Viram deserves congratulations for publishing his very readable memoirs, Independence to Freedom, writes Amit Roy

Viram Jasani

By: Amit Roy

FEW people have done as much to make Indian classical music popular in Britain as the valiant Viram Jasani, whom we know well at Eastern Eye as he has been a judge in our Arts Culture & Theatre Awards (ACTA).

Viram deserves congratulations for publishing his very readable memoirs, Independence to Freedom (Austin Macauley Publishers), which he launched at a packed Nehru Centre in London last week.

I will be writing more about the book when I have read it cover to cover, but he has certainly been witness to the transformation of the United Kingdom over the last three-quarters of a century.

His memoir

He was born into a Gujarati family in Kenya in 1945 and came to England with his parents in 1949, so next year will mark the 75th anniversary of his arrival to these shores.
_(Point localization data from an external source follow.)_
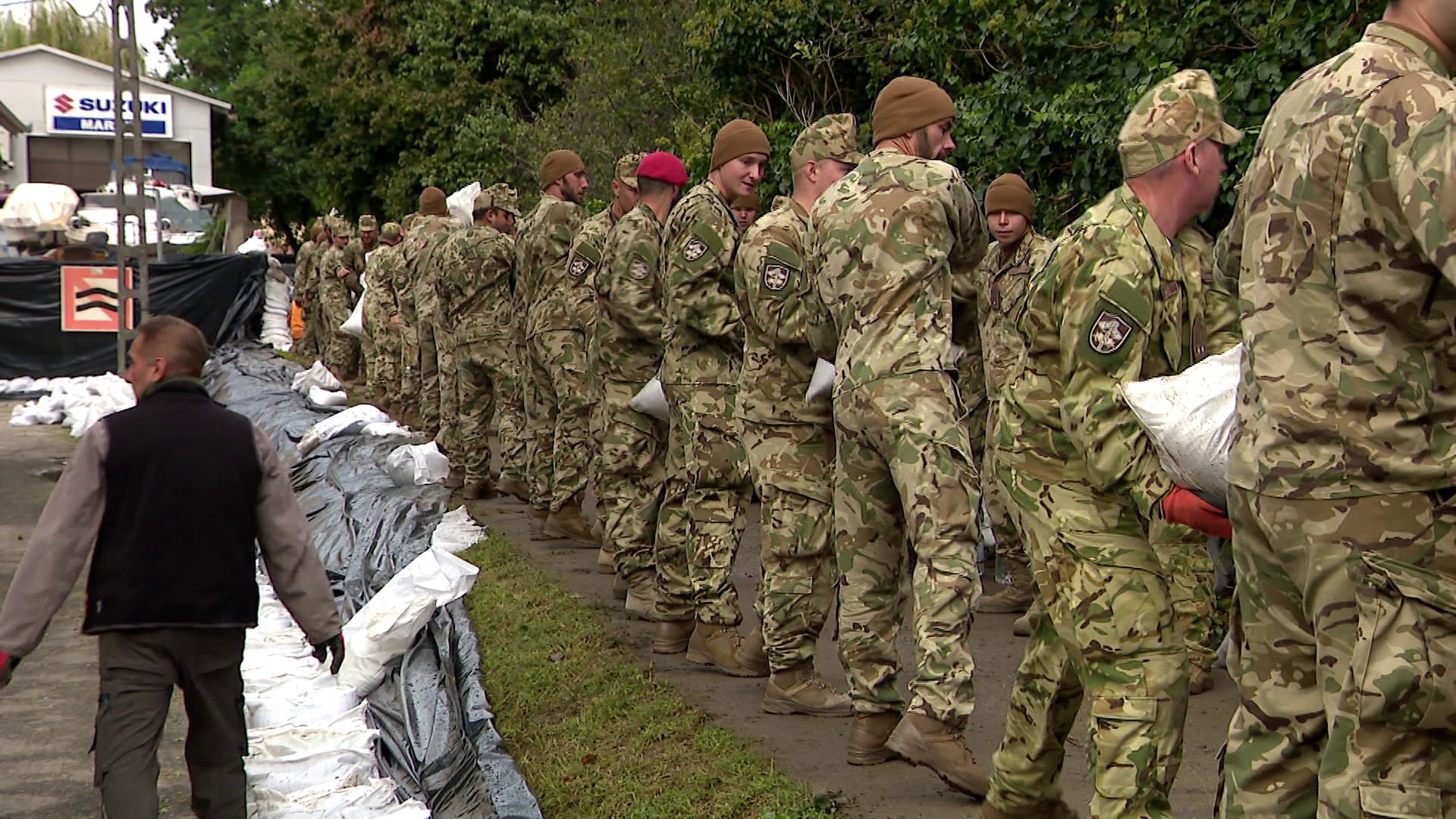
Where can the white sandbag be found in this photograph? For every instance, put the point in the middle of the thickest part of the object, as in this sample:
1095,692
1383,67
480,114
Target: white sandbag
354,325
416,465
386,626
462,203
318,375
651,401
348,422
456,532
1190,419
821,382
321,397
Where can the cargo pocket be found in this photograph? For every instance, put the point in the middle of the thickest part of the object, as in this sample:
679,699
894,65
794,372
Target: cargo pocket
1400,802
1404,664
1126,745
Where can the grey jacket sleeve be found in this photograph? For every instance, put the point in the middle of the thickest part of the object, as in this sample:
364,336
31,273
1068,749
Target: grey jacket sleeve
293,564
63,539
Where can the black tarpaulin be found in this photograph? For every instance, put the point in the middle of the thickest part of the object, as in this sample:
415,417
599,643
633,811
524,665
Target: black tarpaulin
218,293
437,738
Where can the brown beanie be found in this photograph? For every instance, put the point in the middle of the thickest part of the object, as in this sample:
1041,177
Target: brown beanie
558,164
1011,193
737,139
433,202
909,104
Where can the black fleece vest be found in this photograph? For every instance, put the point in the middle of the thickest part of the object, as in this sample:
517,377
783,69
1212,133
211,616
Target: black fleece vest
177,542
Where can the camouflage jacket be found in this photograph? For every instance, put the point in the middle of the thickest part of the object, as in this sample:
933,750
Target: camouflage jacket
628,340
475,290
894,245
1345,248
1114,302
704,337
1001,292
778,303
582,268
541,257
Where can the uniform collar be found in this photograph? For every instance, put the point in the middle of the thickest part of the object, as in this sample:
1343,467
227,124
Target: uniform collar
1411,41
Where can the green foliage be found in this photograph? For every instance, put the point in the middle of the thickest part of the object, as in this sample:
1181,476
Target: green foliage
58,25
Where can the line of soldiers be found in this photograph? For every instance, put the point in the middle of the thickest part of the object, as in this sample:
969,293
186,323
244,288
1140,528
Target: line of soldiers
971,372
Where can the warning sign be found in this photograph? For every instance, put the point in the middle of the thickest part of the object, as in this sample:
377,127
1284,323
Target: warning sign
89,299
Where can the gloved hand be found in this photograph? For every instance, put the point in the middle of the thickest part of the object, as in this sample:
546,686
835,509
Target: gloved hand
1183,506
8,665
332,645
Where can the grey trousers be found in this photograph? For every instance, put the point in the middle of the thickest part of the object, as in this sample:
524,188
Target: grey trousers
137,673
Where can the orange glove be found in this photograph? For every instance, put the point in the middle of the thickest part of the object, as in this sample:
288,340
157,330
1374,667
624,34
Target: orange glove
1183,506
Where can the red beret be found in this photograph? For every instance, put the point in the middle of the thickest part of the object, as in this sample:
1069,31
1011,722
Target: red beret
663,167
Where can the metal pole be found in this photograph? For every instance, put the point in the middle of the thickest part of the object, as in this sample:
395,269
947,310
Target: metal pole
126,72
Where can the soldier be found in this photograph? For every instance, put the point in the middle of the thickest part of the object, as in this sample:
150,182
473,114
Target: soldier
558,395
1117,300
628,352
478,305
1343,468
582,299
1001,290
382,315
421,387
789,439
896,243
705,499
746,210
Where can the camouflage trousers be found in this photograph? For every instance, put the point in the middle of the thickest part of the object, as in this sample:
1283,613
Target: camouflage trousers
794,469
1345,657
558,414
711,477
905,477
484,368
1114,637
629,479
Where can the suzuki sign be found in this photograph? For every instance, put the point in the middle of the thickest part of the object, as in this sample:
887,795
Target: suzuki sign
86,111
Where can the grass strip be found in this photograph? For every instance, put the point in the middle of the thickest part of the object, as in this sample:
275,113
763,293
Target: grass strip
595,735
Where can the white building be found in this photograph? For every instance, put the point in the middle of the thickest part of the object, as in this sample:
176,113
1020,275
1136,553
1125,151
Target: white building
66,102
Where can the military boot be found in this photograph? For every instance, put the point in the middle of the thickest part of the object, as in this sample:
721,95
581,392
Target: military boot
568,523
801,689
1043,811
641,595
718,646
672,635
539,525
1015,598
514,488
752,653
927,741
868,735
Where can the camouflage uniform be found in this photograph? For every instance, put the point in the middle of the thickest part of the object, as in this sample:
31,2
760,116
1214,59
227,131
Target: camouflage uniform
558,398
789,441
894,245
705,503
1116,302
478,306
1345,463
628,352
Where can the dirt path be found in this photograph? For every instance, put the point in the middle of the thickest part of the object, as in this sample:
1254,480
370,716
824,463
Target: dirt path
49,710
811,748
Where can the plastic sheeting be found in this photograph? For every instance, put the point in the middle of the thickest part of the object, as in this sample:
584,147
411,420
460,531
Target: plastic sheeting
437,738
221,295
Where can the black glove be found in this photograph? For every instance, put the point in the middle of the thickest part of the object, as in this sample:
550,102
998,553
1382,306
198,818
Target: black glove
332,645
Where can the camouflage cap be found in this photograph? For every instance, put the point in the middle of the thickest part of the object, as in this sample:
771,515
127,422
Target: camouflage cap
1174,114
501,197
626,169
829,137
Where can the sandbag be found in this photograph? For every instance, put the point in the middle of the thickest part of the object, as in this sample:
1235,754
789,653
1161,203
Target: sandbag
1190,419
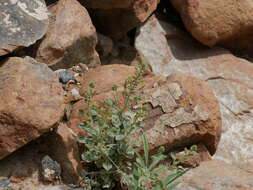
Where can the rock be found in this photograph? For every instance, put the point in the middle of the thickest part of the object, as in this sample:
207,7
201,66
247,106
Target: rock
170,50
62,146
116,19
64,75
216,175
105,45
58,187
51,169
25,165
71,37
31,103
61,187
219,22
4,182
22,23
180,115
106,76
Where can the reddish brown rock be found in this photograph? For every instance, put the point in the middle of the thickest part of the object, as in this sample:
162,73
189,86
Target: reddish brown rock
180,115
229,77
216,175
62,147
214,22
186,116
106,76
31,103
21,24
71,37
117,18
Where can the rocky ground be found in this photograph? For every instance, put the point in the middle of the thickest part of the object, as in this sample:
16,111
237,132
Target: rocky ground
199,84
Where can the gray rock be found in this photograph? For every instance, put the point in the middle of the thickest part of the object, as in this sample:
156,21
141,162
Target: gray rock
22,23
168,50
64,75
51,169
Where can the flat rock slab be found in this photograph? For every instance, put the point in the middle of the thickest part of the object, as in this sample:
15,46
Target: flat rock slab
168,50
22,23
31,102
216,175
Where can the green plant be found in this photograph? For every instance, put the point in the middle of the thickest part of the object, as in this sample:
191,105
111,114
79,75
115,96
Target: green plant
110,126
109,145
148,172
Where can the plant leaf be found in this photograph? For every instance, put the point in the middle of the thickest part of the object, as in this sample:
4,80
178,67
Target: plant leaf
146,149
173,185
156,160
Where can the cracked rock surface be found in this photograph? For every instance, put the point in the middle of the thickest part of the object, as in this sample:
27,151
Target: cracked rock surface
22,23
31,103
229,77
186,116
179,114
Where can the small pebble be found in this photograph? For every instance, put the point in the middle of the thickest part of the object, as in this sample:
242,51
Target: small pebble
75,92
64,75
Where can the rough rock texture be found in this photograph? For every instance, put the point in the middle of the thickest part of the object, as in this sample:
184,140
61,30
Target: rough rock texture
31,103
186,116
24,170
24,166
116,18
22,23
169,50
180,115
216,175
71,37
106,76
62,146
213,22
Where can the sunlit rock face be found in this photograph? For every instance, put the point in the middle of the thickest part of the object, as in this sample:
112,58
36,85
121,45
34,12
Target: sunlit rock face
169,50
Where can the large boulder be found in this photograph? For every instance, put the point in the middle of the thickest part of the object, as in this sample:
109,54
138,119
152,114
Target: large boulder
116,18
224,22
170,50
71,37
31,102
184,110
22,23
216,175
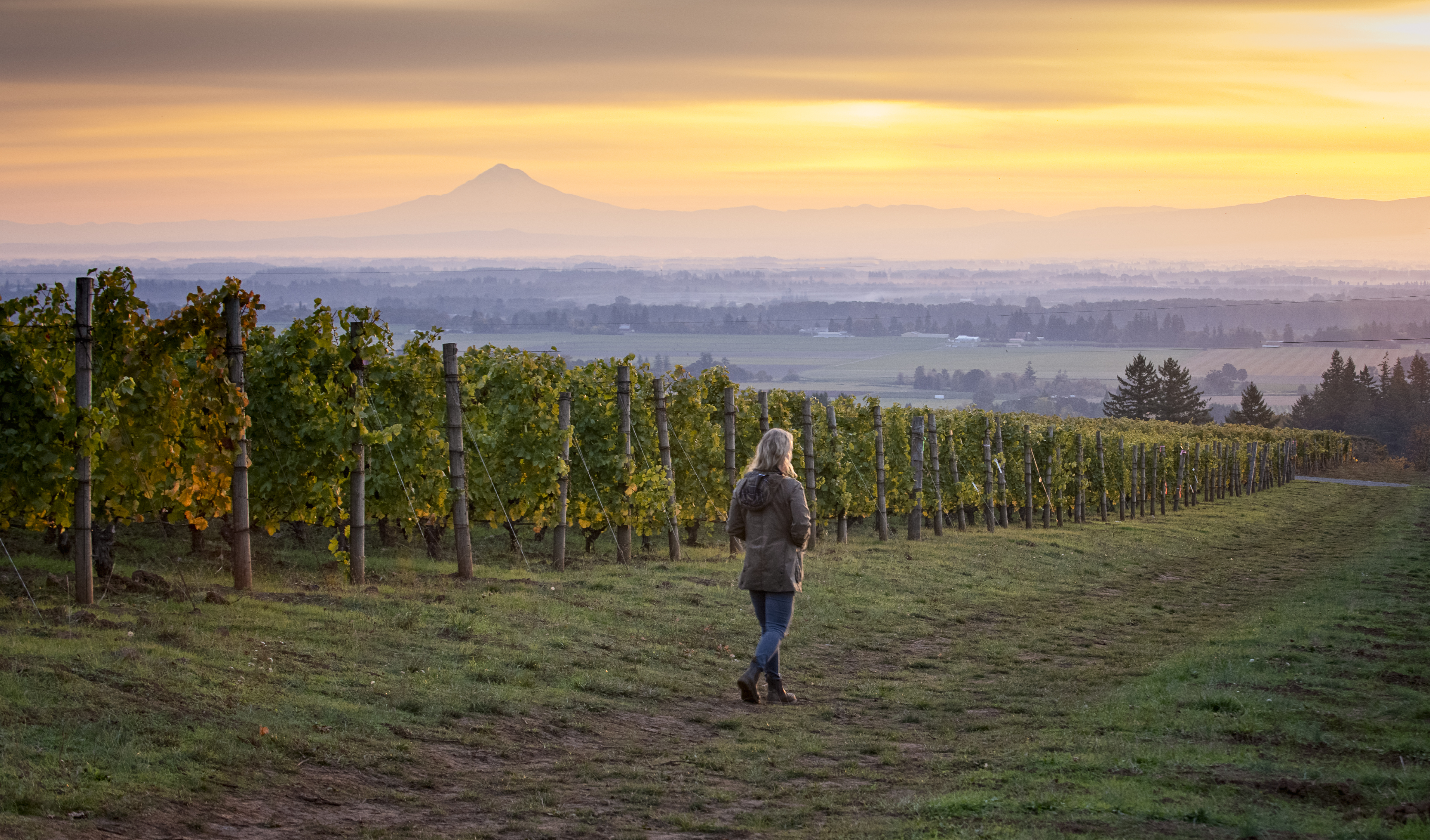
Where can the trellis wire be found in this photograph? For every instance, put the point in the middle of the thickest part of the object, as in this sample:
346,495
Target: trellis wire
498,494
583,456
23,585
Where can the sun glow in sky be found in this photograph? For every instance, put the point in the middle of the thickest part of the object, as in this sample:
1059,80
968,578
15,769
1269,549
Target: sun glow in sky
245,109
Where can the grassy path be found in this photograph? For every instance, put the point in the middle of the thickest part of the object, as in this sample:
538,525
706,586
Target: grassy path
1243,669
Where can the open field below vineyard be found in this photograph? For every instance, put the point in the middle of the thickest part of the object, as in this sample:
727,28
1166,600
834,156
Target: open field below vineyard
870,365
1255,668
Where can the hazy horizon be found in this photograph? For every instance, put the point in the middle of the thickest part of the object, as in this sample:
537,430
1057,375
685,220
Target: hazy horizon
246,109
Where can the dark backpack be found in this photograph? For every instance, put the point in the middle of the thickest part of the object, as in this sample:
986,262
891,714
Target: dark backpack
753,493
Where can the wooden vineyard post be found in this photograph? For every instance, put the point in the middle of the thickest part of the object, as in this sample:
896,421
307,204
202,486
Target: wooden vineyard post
84,390
1150,481
730,457
843,529
989,481
663,434
624,553
1159,467
916,496
881,520
1122,473
358,477
939,487
1182,471
239,490
1102,481
953,464
1193,477
1222,471
1140,481
1003,474
1047,483
457,467
558,547
811,469
1027,478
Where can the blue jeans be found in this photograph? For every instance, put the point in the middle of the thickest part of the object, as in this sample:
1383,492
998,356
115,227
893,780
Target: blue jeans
773,610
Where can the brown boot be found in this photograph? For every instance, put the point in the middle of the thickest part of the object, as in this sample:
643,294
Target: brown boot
750,685
776,690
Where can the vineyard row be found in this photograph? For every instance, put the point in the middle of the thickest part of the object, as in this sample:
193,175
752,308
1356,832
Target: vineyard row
112,416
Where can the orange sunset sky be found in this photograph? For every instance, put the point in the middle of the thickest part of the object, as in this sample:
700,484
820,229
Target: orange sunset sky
265,109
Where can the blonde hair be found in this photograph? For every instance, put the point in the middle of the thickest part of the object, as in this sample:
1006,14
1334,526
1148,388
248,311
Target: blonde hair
774,454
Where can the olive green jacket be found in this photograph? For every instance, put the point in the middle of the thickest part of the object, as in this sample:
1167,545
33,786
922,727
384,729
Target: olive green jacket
776,537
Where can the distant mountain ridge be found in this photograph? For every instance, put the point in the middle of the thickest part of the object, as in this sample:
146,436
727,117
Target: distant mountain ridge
505,212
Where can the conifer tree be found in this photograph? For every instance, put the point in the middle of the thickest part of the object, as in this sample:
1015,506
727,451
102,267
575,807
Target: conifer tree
1177,398
1255,411
1137,395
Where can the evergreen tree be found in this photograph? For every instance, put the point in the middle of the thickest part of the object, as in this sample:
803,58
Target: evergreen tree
1177,398
1255,411
1421,378
1137,397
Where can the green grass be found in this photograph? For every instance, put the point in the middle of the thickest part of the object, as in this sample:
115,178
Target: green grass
1253,668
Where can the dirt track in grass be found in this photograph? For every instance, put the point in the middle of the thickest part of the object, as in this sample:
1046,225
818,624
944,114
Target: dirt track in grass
960,668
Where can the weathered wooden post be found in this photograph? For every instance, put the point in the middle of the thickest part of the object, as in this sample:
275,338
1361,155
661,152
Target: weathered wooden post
1122,473
1195,476
239,490
663,434
939,489
1102,481
989,518
731,469
84,390
1027,478
558,554
916,496
1056,470
881,520
1047,483
811,469
457,467
953,456
843,530
1182,471
624,550
1003,474
358,476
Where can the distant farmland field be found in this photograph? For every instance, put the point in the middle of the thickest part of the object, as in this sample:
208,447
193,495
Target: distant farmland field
870,365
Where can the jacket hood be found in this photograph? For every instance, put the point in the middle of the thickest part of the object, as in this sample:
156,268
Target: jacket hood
757,490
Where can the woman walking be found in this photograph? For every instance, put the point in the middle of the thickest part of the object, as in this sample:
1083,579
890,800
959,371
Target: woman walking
768,511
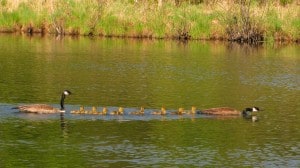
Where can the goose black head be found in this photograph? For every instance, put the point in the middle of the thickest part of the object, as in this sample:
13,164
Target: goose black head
67,92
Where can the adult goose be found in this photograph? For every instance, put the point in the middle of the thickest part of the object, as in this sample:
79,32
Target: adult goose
44,108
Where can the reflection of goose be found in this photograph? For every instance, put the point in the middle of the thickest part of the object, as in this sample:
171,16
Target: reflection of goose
104,111
192,111
44,108
229,111
80,111
139,112
120,111
162,111
179,112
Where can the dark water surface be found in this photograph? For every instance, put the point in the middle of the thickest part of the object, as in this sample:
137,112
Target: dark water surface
133,73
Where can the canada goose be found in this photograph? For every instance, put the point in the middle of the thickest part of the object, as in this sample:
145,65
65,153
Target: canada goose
161,112
120,111
104,111
179,112
44,108
80,111
139,112
229,111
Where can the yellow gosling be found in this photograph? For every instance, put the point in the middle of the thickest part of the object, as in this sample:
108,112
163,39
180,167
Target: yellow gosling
179,112
80,111
162,111
139,112
104,111
119,112
94,110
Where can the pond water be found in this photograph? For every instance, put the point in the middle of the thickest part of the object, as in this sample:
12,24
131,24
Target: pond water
150,73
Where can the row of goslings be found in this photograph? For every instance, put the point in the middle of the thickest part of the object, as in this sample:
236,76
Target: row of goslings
141,111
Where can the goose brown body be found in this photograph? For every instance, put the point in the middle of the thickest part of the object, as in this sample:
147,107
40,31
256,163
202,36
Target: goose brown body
44,108
38,108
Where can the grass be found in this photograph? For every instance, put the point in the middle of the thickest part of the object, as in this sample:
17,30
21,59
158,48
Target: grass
208,20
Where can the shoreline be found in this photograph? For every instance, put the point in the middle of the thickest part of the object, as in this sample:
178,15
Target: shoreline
244,22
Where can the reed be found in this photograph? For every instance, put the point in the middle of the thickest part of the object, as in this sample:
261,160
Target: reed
181,19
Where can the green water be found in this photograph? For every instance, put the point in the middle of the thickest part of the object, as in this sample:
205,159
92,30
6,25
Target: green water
133,73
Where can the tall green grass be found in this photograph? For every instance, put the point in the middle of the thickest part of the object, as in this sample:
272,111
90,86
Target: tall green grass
188,19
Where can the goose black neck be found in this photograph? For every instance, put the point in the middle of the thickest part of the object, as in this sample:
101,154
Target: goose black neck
62,102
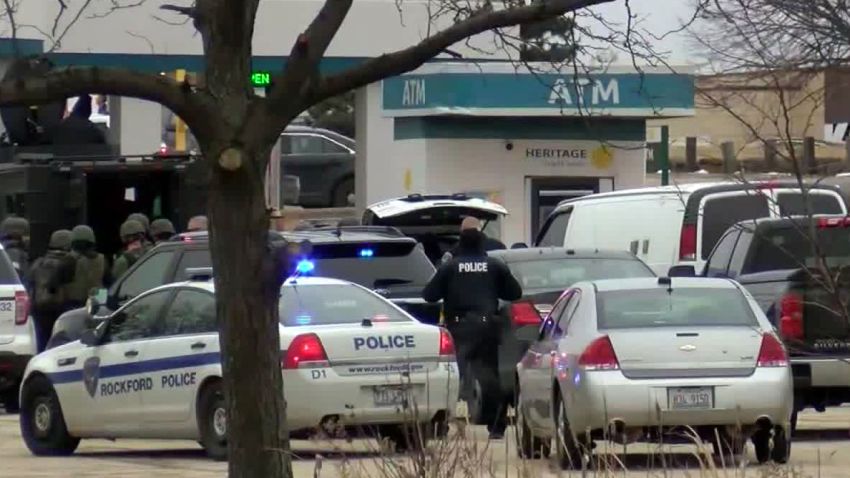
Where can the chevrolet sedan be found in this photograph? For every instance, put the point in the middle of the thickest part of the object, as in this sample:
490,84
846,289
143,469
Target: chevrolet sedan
647,359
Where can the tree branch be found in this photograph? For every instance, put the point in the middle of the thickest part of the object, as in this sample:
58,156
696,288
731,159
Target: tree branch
307,52
402,61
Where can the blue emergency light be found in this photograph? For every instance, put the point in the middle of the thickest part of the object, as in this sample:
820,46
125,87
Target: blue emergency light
305,266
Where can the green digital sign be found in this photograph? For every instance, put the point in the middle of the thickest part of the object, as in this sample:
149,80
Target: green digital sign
261,79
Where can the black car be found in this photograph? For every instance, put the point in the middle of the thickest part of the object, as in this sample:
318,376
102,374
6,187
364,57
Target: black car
544,274
378,258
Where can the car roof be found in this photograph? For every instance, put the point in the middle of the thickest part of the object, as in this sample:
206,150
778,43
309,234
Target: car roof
783,222
545,253
606,285
324,235
689,189
419,202
208,285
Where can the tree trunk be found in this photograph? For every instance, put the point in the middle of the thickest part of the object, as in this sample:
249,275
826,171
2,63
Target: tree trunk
247,290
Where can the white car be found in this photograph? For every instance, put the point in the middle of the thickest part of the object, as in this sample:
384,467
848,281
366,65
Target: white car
17,333
629,359
152,370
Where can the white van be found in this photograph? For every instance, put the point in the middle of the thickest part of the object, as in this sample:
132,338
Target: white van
673,225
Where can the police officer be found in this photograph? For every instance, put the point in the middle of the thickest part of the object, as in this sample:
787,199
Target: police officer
470,285
90,270
14,236
51,276
134,237
162,230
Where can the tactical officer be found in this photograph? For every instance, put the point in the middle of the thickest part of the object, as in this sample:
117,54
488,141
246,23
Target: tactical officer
470,285
162,230
133,235
51,276
15,238
90,270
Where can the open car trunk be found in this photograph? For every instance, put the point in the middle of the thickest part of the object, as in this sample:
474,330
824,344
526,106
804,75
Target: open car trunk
434,221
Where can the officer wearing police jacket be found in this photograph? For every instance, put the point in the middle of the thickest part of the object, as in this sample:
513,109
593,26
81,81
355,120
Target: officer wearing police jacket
470,285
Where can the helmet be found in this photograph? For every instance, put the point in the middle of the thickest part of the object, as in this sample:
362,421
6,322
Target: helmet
60,239
162,226
14,226
82,233
131,228
141,219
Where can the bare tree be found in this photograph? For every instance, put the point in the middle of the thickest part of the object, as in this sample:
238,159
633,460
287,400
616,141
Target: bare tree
236,130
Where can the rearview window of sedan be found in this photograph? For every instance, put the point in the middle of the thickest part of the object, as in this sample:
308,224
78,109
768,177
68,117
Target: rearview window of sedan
684,307
333,304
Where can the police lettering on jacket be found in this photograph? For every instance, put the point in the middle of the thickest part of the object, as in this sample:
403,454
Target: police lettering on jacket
472,266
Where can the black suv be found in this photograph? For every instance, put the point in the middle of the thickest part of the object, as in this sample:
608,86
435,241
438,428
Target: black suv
378,258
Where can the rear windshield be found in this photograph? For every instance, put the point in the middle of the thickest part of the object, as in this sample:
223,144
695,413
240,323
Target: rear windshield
381,265
8,276
559,274
790,248
333,304
683,307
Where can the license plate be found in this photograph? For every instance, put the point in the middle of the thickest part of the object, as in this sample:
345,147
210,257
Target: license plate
690,398
7,310
389,396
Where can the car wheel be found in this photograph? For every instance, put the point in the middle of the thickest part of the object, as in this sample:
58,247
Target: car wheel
42,423
781,446
341,193
212,421
761,443
529,446
569,451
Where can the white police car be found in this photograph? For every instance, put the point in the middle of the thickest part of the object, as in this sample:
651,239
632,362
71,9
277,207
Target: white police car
152,370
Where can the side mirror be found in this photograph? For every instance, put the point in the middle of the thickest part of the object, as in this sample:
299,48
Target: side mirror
682,271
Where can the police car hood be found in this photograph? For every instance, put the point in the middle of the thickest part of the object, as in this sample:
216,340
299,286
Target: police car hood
432,214
379,343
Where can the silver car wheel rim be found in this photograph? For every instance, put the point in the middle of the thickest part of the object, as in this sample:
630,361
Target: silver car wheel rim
220,422
42,416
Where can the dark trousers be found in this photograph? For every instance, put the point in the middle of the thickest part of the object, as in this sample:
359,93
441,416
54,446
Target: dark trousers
44,321
477,350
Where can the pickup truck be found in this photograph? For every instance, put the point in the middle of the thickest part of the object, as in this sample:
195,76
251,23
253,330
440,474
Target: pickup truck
803,287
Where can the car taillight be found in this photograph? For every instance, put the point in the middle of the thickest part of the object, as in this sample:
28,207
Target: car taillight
791,316
688,243
306,350
772,353
524,313
22,307
599,355
447,345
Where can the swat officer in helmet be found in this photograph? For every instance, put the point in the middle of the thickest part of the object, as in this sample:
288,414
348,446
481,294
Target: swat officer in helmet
15,238
90,271
470,285
51,276
162,230
134,237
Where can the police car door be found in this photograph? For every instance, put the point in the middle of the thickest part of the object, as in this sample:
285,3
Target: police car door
186,351
108,401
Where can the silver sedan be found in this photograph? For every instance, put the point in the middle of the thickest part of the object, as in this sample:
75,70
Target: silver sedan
647,359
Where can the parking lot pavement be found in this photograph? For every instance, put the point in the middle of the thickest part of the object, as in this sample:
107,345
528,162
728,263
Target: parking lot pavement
822,449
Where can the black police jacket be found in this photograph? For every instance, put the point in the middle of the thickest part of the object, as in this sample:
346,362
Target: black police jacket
472,283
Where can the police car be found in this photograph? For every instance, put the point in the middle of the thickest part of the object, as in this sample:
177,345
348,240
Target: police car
152,369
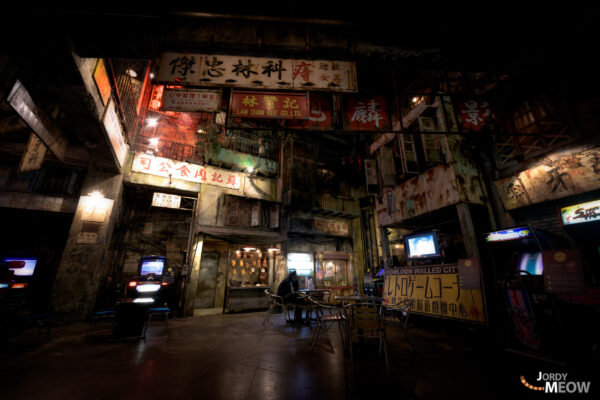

He graduated from St Andrews University in 1967, and the School of Oriental and African Studies, London, in 1969.

At the Nehru Centre, Viram told his audience of one exchange when he was serving on the music panel of the Arts Council of Great Britain.

One of the stalwarts of the British music scene dismissed Viram’s demand for more generous support for Asian music.

“In the middle of one of these meetings, somebody piped up and said, ‘Why the hell should we fund Indian music?” he recalled. ‘How can you compare Indian music with Mozart or Beethoven?’

“And this was a shocking thing to say in the music panel of the Arts Council of Great Britain. There was no discussion whatsoever about what is art, what’s the importance of art? How can art be used for the spiritual wellbeing of our society where everybody can be kept happy?”

Viram added: “Last year or the year before, I read an article in the Guardian that he [the person concerned] had to resign because he had been accused of racism.”

For 25 years, that man had used his position at the helm of the British arts establishment to keep Indian classical music out of the mainstream.

Viram revealed Indian spiritual values had helped him retain his sanity. In his book, he reveals: “I feel fortunate that my father had given me his copy of the Bhagavad Gita translated and with commentary by Dr S Radhakrishnan. I find his writings, his ideas, very inspiring; often it feels as if he knew what I was thinking or feeling, and he was able to articulate what was in my mind. That is the universal message of the Bhagavad Gita.”

Dr Radhakrishnan’s translation certainly seems worth getting. He was the Spalding Chair of Eastern Religion and Ethics at Oxford from 1936 to 1952, and president of India from 1962-1967.